The taxi’s bloodstained interior displayed signs of a struggle, indicating that the driver had been overpowered and dumped on the back seat, his cab then being driven to where it was found abandoned. But where was he?

That question was answered the next day when his body was discovered in the grounds of Birch Rectory. He’d been beaten and strangled, and as he was a well-built 12 stone it was obvious that it had taken more than one person to carry him to where he was found.

Inquiries narrowed the search for his killers down to two black American privates, George Fowler and J.C. Leatherberry. Both had returned to Colchester from London on the night of December 7th, and the clothes of each man were found to be bloodstained.

Fowler told the investigators that on arriving at Colchester they had decided to hire a taxi and rob the driver.
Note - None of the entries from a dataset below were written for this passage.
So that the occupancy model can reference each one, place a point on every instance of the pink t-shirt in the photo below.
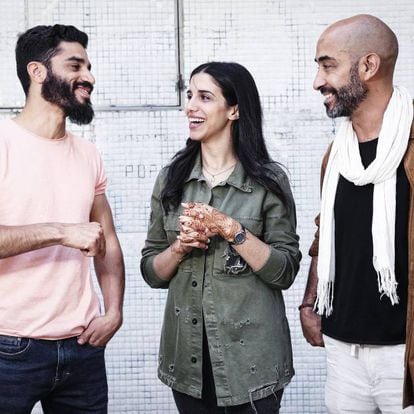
(47, 293)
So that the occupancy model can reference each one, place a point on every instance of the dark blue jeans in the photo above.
(66, 377)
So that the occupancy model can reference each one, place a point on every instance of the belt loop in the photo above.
(354, 350)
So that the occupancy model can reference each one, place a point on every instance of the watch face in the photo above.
(239, 237)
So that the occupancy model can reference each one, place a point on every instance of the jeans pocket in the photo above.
(98, 347)
(13, 346)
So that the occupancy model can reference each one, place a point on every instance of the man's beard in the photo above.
(348, 97)
(61, 93)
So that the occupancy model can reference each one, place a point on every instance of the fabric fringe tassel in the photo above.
(387, 285)
(324, 300)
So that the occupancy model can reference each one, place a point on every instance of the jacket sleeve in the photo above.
(156, 241)
(314, 248)
(279, 232)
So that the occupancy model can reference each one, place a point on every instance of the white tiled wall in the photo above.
(133, 54)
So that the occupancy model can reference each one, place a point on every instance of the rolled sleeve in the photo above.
(156, 241)
(282, 266)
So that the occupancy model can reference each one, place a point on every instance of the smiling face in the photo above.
(69, 82)
(338, 79)
(207, 111)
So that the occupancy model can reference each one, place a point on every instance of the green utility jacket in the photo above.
(244, 313)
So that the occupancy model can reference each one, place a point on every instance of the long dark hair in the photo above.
(238, 88)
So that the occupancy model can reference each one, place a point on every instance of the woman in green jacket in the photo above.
(222, 239)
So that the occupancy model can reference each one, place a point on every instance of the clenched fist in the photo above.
(87, 237)
(207, 219)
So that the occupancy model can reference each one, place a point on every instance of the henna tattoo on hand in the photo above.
(216, 221)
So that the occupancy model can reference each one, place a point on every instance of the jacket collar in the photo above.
(238, 178)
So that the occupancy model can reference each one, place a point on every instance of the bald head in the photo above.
(361, 35)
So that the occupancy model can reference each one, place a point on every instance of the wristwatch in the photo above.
(239, 237)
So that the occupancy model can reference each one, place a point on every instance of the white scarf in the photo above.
(345, 159)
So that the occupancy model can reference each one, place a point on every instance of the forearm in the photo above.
(310, 294)
(16, 240)
(254, 251)
(110, 272)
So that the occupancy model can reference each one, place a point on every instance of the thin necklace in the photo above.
(213, 176)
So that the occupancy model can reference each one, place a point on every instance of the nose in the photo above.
(319, 80)
(87, 76)
(190, 105)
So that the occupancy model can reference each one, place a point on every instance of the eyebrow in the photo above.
(202, 91)
(78, 60)
(324, 58)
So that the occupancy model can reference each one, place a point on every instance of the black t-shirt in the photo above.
(360, 314)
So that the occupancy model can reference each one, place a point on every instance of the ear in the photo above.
(37, 71)
(234, 113)
(369, 65)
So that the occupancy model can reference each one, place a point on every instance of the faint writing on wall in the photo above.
(141, 170)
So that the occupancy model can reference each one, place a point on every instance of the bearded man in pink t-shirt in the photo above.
(54, 216)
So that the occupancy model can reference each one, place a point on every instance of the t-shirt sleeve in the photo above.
(101, 180)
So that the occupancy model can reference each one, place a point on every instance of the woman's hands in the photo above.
(200, 221)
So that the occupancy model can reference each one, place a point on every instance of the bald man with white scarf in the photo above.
(357, 294)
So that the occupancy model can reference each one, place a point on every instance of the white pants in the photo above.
(364, 379)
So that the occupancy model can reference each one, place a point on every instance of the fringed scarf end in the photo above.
(324, 300)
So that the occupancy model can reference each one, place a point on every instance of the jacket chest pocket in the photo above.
(172, 230)
(227, 262)
(171, 227)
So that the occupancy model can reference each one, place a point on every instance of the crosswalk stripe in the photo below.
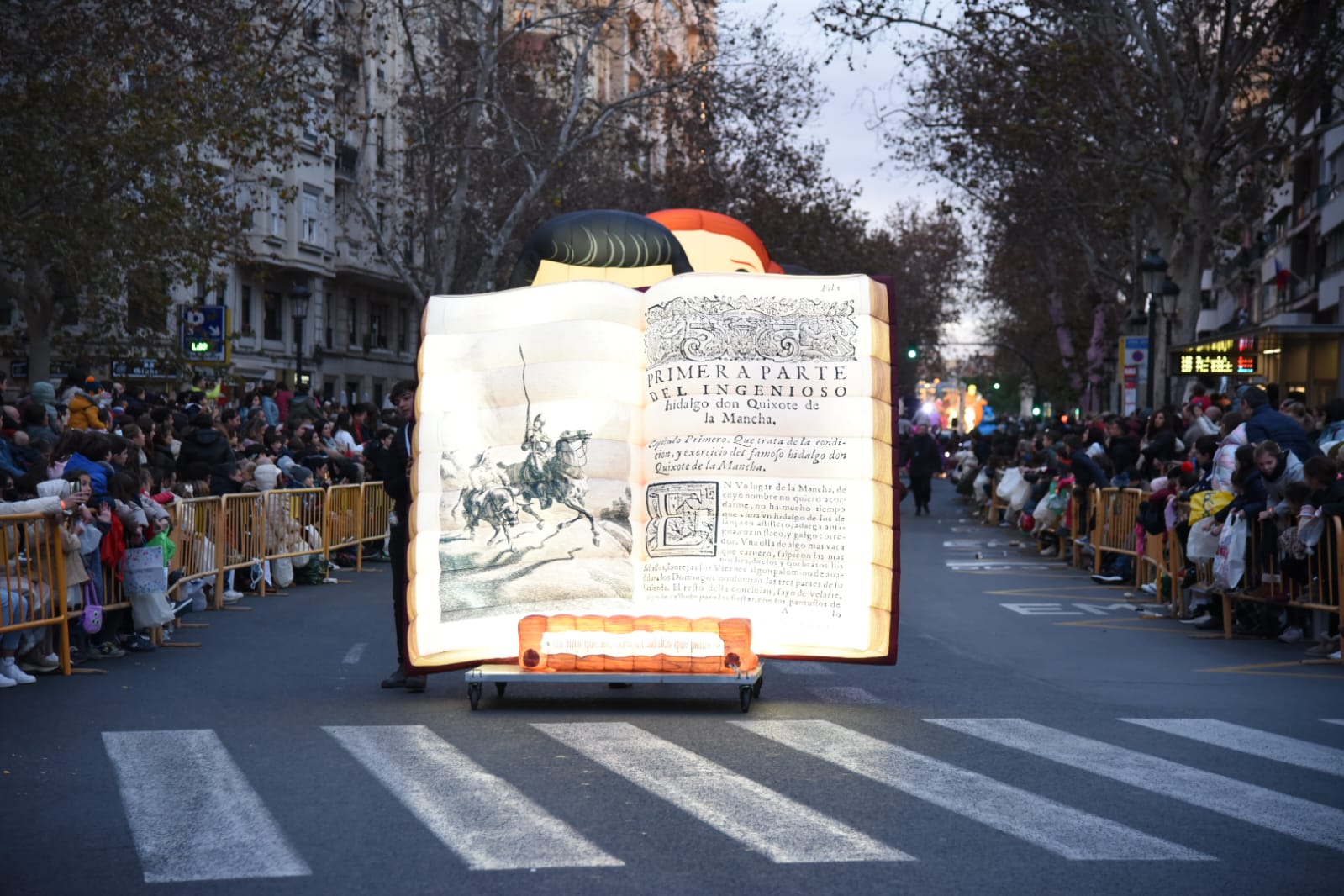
(843, 695)
(769, 822)
(488, 822)
(1254, 805)
(191, 810)
(1047, 824)
(1250, 741)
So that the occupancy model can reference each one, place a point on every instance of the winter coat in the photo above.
(97, 472)
(206, 446)
(1122, 453)
(271, 410)
(1225, 460)
(83, 413)
(1268, 424)
(301, 408)
(1289, 471)
(1250, 501)
(924, 457)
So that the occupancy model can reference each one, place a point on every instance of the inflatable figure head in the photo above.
(715, 242)
(617, 246)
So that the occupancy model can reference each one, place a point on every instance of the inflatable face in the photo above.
(715, 242)
(616, 246)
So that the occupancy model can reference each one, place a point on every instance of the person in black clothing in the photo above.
(397, 482)
(925, 458)
(203, 449)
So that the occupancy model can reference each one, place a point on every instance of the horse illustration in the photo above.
(496, 505)
(558, 480)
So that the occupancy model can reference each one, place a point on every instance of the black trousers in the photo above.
(397, 543)
(922, 487)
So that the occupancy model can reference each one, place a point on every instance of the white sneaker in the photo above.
(34, 662)
(11, 671)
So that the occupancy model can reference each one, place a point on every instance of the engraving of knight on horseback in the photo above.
(538, 446)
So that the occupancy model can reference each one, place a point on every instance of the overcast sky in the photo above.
(854, 150)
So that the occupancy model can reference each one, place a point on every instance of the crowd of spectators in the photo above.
(109, 458)
(1273, 465)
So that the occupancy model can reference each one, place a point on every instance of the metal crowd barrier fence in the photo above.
(33, 588)
(211, 535)
(375, 518)
(345, 516)
(294, 524)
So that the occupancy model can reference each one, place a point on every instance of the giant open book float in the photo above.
(719, 446)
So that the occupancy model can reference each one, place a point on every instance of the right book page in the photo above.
(767, 465)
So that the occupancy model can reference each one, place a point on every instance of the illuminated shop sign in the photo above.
(1225, 356)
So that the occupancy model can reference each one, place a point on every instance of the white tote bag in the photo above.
(1230, 561)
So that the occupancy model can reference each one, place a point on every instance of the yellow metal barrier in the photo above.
(293, 521)
(375, 516)
(33, 590)
(195, 531)
(343, 519)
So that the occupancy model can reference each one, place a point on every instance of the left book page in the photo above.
(551, 381)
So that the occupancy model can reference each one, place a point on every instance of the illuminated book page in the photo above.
(526, 456)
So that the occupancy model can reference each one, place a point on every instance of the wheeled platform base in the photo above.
(747, 683)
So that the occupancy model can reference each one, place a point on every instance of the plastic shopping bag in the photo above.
(1230, 561)
(1009, 482)
(1202, 543)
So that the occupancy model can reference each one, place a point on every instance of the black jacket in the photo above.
(203, 446)
(1268, 424)
(397, 480)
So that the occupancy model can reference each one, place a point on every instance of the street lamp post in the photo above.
(1169, 293)
(298, 296)
(1152, 271)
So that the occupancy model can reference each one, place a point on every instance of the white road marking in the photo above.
(1095, 611)
(843, 695)
(1290, 815)
(781, 829)
(1250, 741)
(803, 668)
(191, 810)
(1043, 822)
(487, 821)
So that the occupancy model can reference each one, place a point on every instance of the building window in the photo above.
(314, 220)
(276, 213)
(271, 325)
(377, 324)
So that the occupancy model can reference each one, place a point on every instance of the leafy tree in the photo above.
(1176, 113)
(121, 127)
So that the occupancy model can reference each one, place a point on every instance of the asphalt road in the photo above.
(1036, 738)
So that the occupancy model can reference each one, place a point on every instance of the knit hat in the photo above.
(266, 476)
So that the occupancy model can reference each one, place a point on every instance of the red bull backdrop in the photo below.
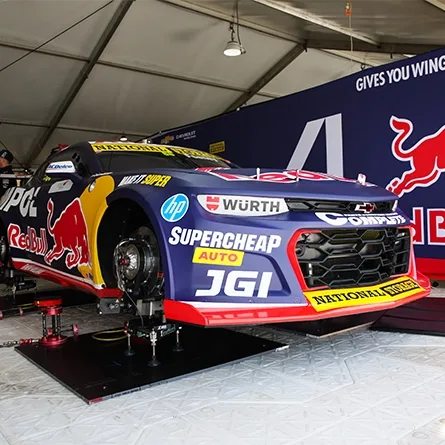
(386, 122)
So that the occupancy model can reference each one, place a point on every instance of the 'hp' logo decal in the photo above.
(175, 207)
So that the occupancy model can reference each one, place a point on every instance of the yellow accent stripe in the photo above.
(324, 300)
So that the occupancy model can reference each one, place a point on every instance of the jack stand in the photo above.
(153, 338)
(178, 347)
(51, 336)
(129, 351)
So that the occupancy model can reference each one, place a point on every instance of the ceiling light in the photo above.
(232, 49)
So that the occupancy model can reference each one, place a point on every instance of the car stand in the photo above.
(97, 370)
(53, 336)
(153, 332)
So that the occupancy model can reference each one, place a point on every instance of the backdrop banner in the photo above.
(386, 122)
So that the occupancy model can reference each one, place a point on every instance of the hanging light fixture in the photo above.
(233, 48)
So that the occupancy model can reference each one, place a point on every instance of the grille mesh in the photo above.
(353, 257)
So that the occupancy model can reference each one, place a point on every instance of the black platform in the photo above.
(98, 370)
(425, 316)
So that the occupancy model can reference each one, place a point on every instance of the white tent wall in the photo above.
(164, 66)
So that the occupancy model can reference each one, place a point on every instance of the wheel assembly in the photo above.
(137, 264)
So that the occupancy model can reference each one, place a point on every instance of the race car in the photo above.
(191, 236)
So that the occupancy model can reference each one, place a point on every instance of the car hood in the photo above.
(273, 183)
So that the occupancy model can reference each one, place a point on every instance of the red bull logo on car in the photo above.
(68, 231)
(426, 157)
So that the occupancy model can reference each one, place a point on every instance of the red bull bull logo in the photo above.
(69, 232)
(426, 157)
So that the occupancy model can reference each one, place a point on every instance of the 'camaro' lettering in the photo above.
(339, 219)
(224, 240)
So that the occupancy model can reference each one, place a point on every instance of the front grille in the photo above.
(304, 205)
(352, 257)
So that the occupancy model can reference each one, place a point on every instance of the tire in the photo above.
(137, 265)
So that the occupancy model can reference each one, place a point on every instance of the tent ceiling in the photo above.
(164, 67)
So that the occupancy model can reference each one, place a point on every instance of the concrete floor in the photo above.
(358, 387)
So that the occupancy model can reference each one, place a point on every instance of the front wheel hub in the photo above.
(137, 264)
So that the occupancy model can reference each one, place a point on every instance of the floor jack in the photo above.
(53, 336)
(152, 332)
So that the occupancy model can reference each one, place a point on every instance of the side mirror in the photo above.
(63, 170)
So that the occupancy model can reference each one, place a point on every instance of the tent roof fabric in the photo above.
(163, 66)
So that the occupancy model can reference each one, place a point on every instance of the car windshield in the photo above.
(186, 159)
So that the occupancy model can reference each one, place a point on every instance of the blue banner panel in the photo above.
(386, 122)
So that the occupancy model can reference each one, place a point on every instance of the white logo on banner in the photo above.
(334, 144)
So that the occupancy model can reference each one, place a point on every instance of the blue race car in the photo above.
(193, 237)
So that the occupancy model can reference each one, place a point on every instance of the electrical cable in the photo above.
(56, 36)
(98, 335)
(237, 24)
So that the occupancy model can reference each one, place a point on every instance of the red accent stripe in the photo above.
(431, 267)
(185, 313)
(68, 281)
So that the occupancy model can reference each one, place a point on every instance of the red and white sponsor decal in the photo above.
(284, 177)
(28, 240)
(234, 205)
(429, 226)
(68, 231)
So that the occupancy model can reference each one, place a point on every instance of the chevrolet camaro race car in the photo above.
(191, 236)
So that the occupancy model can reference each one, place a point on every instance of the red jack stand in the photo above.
(51, 307)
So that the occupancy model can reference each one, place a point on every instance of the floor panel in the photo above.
(357, 387)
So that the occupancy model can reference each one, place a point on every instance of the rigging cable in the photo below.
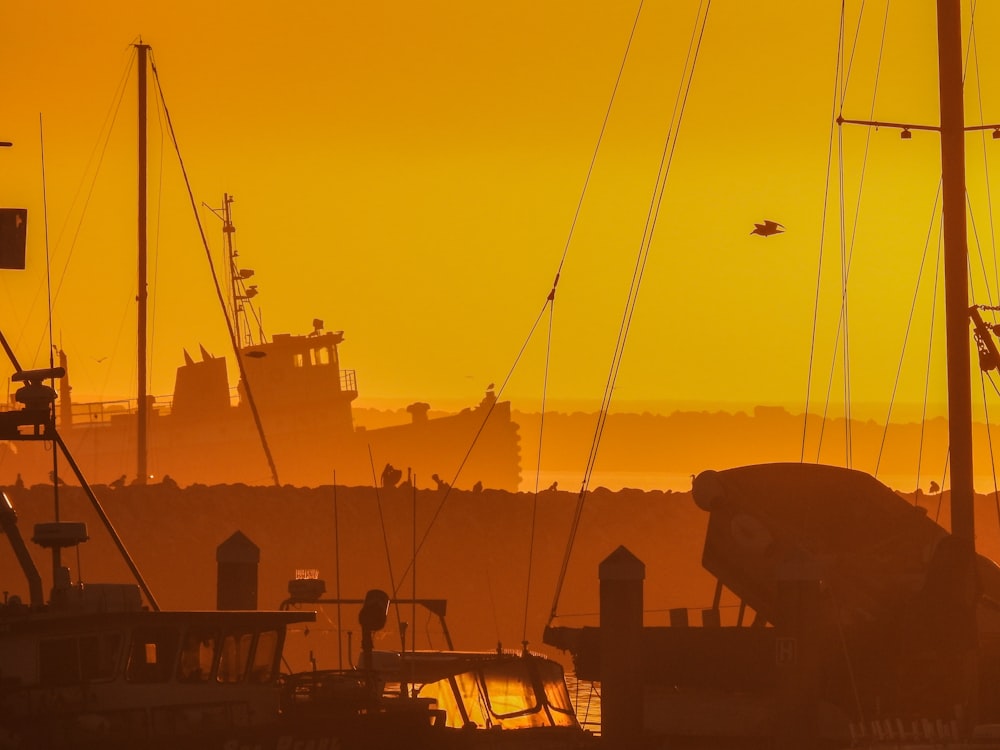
(156, 250)
(110, 118)
(848, 254)
(974, 48)
(666, 159)
(938, 265)
(385, 542)
(551, 295)
(48, 288)
(822, 240)
(909, 324)
(538, 467)
(215, 280)
(447, 490)
(989, 441)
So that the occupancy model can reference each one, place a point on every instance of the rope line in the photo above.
(538, 468)
(684, 88)
(909, 325)
(822, 241)
(215, 279)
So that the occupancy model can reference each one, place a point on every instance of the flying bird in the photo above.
(768, 228)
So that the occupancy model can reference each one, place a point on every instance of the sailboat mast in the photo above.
(142, 414)
(949, 14)
(227, 230)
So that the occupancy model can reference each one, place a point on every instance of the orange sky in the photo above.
(408, 172)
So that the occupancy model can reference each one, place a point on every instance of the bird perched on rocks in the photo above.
(767, 228)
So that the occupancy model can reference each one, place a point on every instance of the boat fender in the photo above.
(707, 489)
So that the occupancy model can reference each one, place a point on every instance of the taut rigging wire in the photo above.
(666, 159)
(822, 239)
(215, 280)
(548, 301)
(846, 253)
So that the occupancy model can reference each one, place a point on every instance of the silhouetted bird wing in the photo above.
(767, 228)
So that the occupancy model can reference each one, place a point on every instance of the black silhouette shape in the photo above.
(767, 228)
(391, 476)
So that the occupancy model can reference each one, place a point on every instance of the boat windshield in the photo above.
(515, 694)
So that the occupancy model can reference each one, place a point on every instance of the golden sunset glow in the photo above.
(409, 173)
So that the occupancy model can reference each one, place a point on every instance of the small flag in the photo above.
(13, 234)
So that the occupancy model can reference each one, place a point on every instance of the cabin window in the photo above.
(58, 661)
(99, 656)
(234, 656)
(66, 661)
(197, 655)
(152, 654)
(262, 669)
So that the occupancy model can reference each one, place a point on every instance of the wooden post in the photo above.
(621, 576)
(236, 584)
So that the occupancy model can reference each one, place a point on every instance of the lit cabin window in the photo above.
(64, 661)
(197, 656)
(264, 656)
(151, 655)
(233, 657)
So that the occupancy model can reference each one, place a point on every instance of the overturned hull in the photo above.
(853, 607)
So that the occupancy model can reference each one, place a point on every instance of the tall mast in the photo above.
(142, 413)
(956, 269)
(227, 231)
(965, 646)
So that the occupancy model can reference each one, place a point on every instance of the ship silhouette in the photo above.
(206, 432)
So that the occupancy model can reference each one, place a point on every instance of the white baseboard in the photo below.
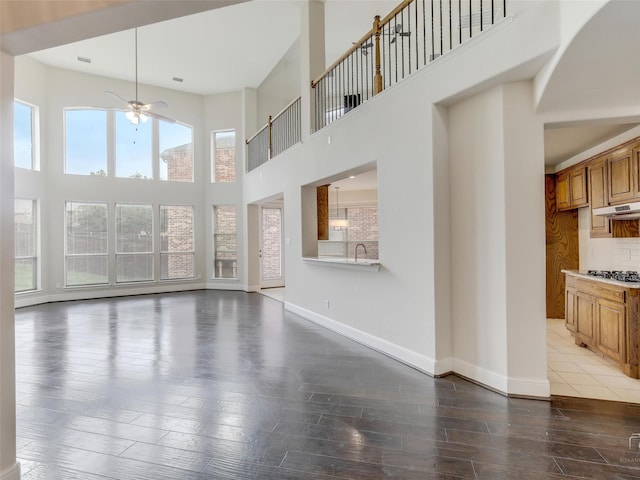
(404, 355)
(534, 388)
(13, 473)
(518, 387)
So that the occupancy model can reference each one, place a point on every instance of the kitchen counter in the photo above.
(602, 315)
(346, 263)
(583, 274)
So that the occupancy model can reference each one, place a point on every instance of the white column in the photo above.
(9, 468)
(525, 243)
(312, 57)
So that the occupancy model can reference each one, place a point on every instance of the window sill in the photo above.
(345, 263)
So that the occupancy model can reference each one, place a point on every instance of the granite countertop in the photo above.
(583, 274)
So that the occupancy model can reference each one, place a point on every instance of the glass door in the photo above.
(271, 258)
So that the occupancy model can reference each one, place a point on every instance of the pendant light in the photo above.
(338, 222)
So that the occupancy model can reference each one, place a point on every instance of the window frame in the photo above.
(217, 267)
(108, 142)
(35, 212)
(35, 135)
(121, 254)
(68, 256)
(168, 253)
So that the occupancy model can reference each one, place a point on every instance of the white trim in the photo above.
(481, 375)
(404, 355)
(529, 387)
(526, 387)
(13, 473)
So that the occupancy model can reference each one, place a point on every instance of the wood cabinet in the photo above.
(598, 197)
(571, 188)
(604, 317)
(623, 176)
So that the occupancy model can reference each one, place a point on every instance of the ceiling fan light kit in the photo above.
(137, 111)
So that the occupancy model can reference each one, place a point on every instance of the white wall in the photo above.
(404, 309)
(52, 187)
(9, 469)
(397, 309)
(281, 86)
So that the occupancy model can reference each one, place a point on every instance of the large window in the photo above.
(134, 243)
(177, 246)
(223, 147)
(86, 142)
(225, 242)
(86, 244)
(26, 245)
(24, 135)
(133, 148)
(176, 152)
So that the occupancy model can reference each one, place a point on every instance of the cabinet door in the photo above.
(610, 321)
(598, 197)
(563, 201)
(585, 318)
(570, 309)
(620, 170)
(578, 186)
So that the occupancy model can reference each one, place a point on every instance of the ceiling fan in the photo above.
(138, 111)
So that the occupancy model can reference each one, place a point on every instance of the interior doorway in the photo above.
(271, 242)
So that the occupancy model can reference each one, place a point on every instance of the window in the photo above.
(26, 245)
(176, 242)
(86, 142)
(176, 152)
(24, 128)
(134, 243)
(225, 242)
(86, 244)
(133, 148)
(223, 147)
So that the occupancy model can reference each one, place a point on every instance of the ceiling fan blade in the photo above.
(117, 96)
(158, 104)
(158, 117)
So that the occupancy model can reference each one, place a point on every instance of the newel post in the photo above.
(377, 82)
(270, 137)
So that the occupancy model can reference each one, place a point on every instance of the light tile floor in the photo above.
(577, 372)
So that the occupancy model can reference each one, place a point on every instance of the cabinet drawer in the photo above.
(601, 290)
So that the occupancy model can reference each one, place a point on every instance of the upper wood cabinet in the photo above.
(623, 176)
(571, 188)
(598, 197)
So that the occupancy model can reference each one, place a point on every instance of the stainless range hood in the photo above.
(627, 211)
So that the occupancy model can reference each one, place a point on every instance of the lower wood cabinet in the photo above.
(604, 318)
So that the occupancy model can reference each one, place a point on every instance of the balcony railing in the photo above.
(281, 133)
(414, 34)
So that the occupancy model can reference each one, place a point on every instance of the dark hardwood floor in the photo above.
(226, 385)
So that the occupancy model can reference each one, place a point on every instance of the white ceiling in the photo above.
(216, 51)
(236, 46)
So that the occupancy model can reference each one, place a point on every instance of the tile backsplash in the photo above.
(606, 253)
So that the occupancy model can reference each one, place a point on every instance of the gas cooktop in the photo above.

At 10.45 p.m. they had flagged down a cab, and they’d covered four miles on their way to Birch when he asked the driver to stop so that he could get out to relieve himself. Leatherberry had remained in the taxi, Fowler said, and had attacked and killed the driver.

Fowler claimed that he had gone along with the escapade unwillingly. Leatherberry had told him, “We’re in this together, man. And now we’ve got to get rid of him.”

They had dumped the driver’s body after rifling his pockets.

Leatherberry denied any involvement, but both men were arrested and charged with murder. Both were convicted at their court-martial in June 1944. Fowler was sentenced to life imprisonment. Leatherberry was sentenced to death, and was hanged at Shepton Mallet military prison on May 16th, 1944.